Drä, Kyama Fawatövi am dor èll ky furadökhan, adam furad jechinköntö ani pärine anön òs sòvadjyn,
Kyama Fawatövi èftanyntö zhajopad. Drä, Chitö fynin blajadjyn, jechinköntö ani pärine nyasab sudramad.
Ghinyas Kyama Fawatövi qa Chitö am dortö weghetö èllda is ky kómaryd.
As with Isian, most of the grammar should be obvious. Here’s what’s not:
-khan is a conjunction clitic. When added to a verb, it’s like saying, “, but…”
len- is a derivational affix for verbs, roughly connoting “in a specific way”. Here, it’s used to create lembejë- “to think of” from bejë- “to see”. (Usually, this will make a ditransitive verb, but Ardari is fairly free about dropping verbal arguments.)
The verb kóma- “to cause” works essentially the same way as Isian lo, taking a subordinate clause as an object. Again, this is much different from the English method of “that” followed by a clause.
Note that, in this list of new vocabulary, I haven’t included regularly derived terms like jechinkön “traveler”.
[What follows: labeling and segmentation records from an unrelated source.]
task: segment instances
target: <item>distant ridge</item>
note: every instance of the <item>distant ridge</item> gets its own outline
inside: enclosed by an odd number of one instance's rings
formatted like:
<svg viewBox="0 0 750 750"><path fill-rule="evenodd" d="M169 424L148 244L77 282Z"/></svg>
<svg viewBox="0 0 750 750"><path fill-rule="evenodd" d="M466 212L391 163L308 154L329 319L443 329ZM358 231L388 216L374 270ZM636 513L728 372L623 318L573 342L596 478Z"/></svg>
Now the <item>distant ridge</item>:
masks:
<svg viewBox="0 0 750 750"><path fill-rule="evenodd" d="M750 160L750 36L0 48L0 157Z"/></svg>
- to dispute, argue over: krazèn-
- strong: dor
- when: tym
- to travel: jechin-
- coat, jacket: pärin
- to consider, see as, think of: lembejë-
- should (adverb): zèt
- to take off: sudram-
- but (conj.): -khan
- more: adam
- near, close: myll
- to give up, surrender: zhajop-
- to attempt, try: èfta-
- to shine: blaja-
- immediately: nyasab
- to make, cause: kóma-
And there we go. It was a bit later this year, and it wasn’t nearly as much as last time, but we’ve successfully added another extended text to our repertoire for Isian and Ardari. Hopefully, you can do the same for your conlangs, whatever they are.
Next month, we’ll pick back up with the usual topic-based posts. Specifically, we’ll be looking at government, because nobody’s doing that these days, right?